Kathleen Lazenbatt suffered a partially collapsed lung and struggled to breathe after suicide bomber Mohammed Sidique Khan detonated his bomb on a Tube train at Edgware Road in London.

But she drew the "short straw" and was left in the wrecked train carriage for up to an hour after another victim was taken to hospital ahead of her, she said.

She told the inquest for the 52 killed of her agonising wait for an ambulance.

"There was a point when they were going to take me out and then they changed their minds," she said.

"There were two Metronet engineers who assisted me quite a lot and one of them said to me 'I'm afraid you've drawn the short straw'."

Another survivor, Elizabeth Owen, was taken to hospital instead, she said.

"There was then a long gap when I believe there were no ambulances available," she went on.

"I was told by people who had been there that it was perhaps an hour we waited for an ambulance to come."

Although she was put on an intravenous drip while she waited in the carriage, she was not given any oxygen during this time, she said.

"I was told afterwards that paramedics didn't think I would survive because I had waited so long," she said.

Ms Lazenbatt also suffered shrapnel injuries to her right ankle, with debris strewn across her feet, in the 2005 atrocity.

A London Ambulance Service (LAS) document suggested the scene was cleared of casualties by 10.36am, the inquest heard.

The inquest at the Royal Courts of Justice in central London also heard of the heroic attempts of passengers in another train to break free and help the victims.

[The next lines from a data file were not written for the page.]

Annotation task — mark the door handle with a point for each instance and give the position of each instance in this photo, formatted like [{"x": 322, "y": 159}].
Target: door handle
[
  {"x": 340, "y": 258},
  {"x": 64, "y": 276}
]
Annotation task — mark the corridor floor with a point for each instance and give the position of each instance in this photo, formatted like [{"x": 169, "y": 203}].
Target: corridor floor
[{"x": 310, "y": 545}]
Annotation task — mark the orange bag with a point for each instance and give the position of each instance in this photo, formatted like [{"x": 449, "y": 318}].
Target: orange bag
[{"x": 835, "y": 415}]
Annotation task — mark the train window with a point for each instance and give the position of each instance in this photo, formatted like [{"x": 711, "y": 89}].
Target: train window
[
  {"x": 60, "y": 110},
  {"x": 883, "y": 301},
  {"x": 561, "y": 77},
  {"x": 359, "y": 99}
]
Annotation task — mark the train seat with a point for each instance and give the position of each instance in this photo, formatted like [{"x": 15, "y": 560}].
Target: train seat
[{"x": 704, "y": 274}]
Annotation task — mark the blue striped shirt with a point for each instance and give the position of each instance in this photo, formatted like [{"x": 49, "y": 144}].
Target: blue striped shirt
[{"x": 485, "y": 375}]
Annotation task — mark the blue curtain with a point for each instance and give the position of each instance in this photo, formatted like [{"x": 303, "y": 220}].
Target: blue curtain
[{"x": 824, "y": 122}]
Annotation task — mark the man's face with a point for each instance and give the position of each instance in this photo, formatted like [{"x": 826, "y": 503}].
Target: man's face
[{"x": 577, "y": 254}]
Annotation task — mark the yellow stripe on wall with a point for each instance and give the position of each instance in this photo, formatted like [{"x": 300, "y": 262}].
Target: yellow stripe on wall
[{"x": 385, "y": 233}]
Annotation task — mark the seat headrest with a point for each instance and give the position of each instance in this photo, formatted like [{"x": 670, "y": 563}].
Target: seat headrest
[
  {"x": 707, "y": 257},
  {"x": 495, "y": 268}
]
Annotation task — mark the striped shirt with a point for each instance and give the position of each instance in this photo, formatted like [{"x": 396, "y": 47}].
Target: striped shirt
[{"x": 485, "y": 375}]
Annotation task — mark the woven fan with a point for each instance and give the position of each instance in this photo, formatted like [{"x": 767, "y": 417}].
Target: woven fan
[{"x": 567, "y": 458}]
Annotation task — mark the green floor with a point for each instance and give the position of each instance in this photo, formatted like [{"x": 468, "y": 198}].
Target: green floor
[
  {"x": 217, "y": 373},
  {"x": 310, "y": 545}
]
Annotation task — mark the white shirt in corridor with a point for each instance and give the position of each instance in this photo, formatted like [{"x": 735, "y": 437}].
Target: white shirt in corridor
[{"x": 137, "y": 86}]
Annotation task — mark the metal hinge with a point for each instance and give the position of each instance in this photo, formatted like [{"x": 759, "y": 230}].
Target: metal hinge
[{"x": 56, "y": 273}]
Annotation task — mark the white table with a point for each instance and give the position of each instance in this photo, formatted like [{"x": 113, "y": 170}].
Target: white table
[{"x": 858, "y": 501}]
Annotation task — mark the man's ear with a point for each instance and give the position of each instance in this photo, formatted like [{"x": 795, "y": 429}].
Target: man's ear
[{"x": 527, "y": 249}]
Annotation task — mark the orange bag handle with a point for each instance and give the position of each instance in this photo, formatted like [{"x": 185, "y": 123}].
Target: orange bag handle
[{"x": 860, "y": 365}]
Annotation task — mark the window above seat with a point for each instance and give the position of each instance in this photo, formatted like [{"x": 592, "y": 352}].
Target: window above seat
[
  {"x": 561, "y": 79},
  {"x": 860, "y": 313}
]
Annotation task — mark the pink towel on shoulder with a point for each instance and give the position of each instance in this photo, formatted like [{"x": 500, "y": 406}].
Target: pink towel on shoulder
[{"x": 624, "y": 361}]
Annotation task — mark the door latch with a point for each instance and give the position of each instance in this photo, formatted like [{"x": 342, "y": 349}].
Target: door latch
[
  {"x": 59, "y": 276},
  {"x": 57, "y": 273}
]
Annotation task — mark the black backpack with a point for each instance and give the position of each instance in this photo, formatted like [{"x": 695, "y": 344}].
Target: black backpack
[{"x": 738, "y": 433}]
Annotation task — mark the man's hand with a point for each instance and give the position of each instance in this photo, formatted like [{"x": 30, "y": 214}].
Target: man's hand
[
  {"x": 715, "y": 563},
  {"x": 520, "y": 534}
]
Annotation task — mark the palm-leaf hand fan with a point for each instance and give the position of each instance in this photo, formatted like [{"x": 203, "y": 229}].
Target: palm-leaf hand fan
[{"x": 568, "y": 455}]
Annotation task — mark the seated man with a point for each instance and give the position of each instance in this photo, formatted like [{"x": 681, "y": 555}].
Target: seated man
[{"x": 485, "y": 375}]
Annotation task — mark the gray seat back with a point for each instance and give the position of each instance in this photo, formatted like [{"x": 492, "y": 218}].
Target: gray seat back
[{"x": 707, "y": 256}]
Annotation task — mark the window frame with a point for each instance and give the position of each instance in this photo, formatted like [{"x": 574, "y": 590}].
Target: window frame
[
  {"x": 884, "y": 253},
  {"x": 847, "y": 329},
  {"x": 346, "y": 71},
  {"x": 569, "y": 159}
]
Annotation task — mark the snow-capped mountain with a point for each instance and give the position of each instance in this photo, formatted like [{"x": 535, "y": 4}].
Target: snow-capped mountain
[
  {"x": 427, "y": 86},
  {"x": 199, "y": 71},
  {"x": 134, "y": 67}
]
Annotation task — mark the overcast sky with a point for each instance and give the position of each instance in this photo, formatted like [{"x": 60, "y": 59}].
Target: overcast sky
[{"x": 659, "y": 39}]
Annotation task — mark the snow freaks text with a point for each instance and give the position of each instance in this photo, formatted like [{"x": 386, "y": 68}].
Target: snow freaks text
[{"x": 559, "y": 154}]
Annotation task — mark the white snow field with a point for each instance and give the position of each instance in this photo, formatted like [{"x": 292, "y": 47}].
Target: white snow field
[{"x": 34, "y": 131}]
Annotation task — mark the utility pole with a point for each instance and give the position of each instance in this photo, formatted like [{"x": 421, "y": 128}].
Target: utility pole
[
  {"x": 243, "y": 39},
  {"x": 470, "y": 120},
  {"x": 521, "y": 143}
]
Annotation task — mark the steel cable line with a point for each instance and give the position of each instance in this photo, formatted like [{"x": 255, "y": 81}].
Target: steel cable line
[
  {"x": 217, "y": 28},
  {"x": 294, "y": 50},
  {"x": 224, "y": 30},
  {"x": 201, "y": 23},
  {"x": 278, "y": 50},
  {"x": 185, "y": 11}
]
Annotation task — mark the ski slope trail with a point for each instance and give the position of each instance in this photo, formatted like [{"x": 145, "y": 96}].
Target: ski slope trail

Their train had stopped alongside the bombed Tube.

Matthew Childs, who suffered horrific injuries when his carriage was blown up, told the hearing: "People were trying to break the windows, which I couldn't understand at first.

"But I realised they were trying to get off the train and into our carriage to help people, which I'm just amazed at now."

Ms Lazenbatt gave a similar account of these passengers' efforts.

She said: "(People on the parallel train) seemed to be trying desperately to open the doors of the train.

"I could see them again and again trying to pull the doors apart. They were sometimes able to pull them apart a small amount but no further."

The inquest, which is now in its fifth week and is expected to last five months, was adjourned to tomorrow.